If agenesis of one kidney is accompanied by a loss of the ureter, this in most cases is fraught with anomalies of the genital organs. In boys, it is an underdeveloped lung, the vas deferens. At girls - various pathologies of development of a uterus and a vagina.
Treatment and forecasts
The only type of agenesis that is truly dangerous for life is two-way. A fetus with this diagnosis is either born already dead, or dies during childbirth, or on the first day after birth. Because of rapidly developing renal failure.
Now, thanks to the rapid development of the possibilities of perinatal medicine, there is an opportunity to save the child's life if in the first hours after childbirth to undergo transplantation and then regularly do hemodialysis. But this is realistic only if we organize a rapid differential diagnosis of the pathology of the fetus, in order to distinguish agenesis from other defects of the urinary system.

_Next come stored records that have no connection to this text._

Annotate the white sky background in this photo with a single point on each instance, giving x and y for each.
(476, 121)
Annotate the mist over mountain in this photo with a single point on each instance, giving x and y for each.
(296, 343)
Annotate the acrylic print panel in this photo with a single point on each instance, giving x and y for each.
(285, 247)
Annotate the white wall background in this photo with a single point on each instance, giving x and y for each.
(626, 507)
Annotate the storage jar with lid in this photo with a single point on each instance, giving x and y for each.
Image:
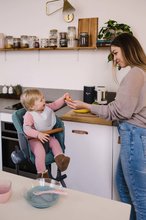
(53, 38)
(9, 42)
(24, 43)
(71, 32)
(84, 39)
(2, 40)
(63, 39)
(16, 42)
(44, 42)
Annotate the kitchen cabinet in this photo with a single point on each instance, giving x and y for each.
(90, 149)
(49, 49)
(116, 151)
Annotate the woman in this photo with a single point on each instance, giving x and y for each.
(129, 109)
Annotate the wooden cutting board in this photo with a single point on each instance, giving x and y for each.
(84, 118)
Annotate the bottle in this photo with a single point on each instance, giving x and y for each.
(63, 39)
(84, 39)
(53, 38)
(4, 89)
(10, 90)
(24, 43)
(9, 42)
(71, 36)
(2, 40)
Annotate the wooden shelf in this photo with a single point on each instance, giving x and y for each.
(43, 49)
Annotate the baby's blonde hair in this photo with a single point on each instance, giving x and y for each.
(28, 98)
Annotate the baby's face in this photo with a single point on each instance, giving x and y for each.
(39, 104)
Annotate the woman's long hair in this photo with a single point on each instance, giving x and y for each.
(132, 51)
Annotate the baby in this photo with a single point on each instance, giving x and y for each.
(38, 118)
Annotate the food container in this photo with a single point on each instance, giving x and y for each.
(9, 42)
(2, 40)
(24, 41)
(84, 39)
(5, 190)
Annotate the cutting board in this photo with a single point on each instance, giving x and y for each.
(84, 118)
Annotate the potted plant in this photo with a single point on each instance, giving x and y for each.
(110, 31)
(113, 29)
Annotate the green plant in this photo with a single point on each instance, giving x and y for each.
(113, 29)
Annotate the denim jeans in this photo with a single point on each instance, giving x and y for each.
(131, 169)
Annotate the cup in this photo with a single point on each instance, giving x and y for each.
(5, 190)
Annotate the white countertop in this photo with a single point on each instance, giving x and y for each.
(73, 206)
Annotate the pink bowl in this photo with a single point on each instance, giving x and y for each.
(5, 190)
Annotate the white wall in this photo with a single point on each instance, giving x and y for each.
(63, 69)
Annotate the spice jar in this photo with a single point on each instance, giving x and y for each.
(2, 40)
(8, 42)
(24, 43)
(71, 32)
(84, 39)
(53, 38)
(63, 39)
(44, 42)
(16, 43)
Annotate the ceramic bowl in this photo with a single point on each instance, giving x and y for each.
(5, 190)
(39, 200)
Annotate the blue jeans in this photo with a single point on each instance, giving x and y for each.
(131, 169)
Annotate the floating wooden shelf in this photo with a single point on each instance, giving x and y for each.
(43, 49)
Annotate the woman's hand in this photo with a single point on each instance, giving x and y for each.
(43, 137)
(77, 104)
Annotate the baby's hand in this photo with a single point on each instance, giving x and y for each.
(43, 137)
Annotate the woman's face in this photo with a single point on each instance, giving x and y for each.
(118, 57)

With unilateral agenesis, the prognosis is usually the most favorable. If the patient does not experience any unpleasant symptoms, he should do blood and urine tests once a year and protect the kidney, which already carries a double burden. That is, do not overcool, do not take alcohol, avoid excessively salty foods, etc. For each patient, there may also be individual recommendations of an observant physician.
In rare cases, with kidney agenesis, a disability is registered. This occurs when chronic renal failure( CRF) of stage 2-A develops.
This stage is called polyuric, or compensated. In this case, the only kidney can not cope with the load, and its work is compensated for by the activity of the liver and other organs. The disability group depends on the severity of the patient's condition.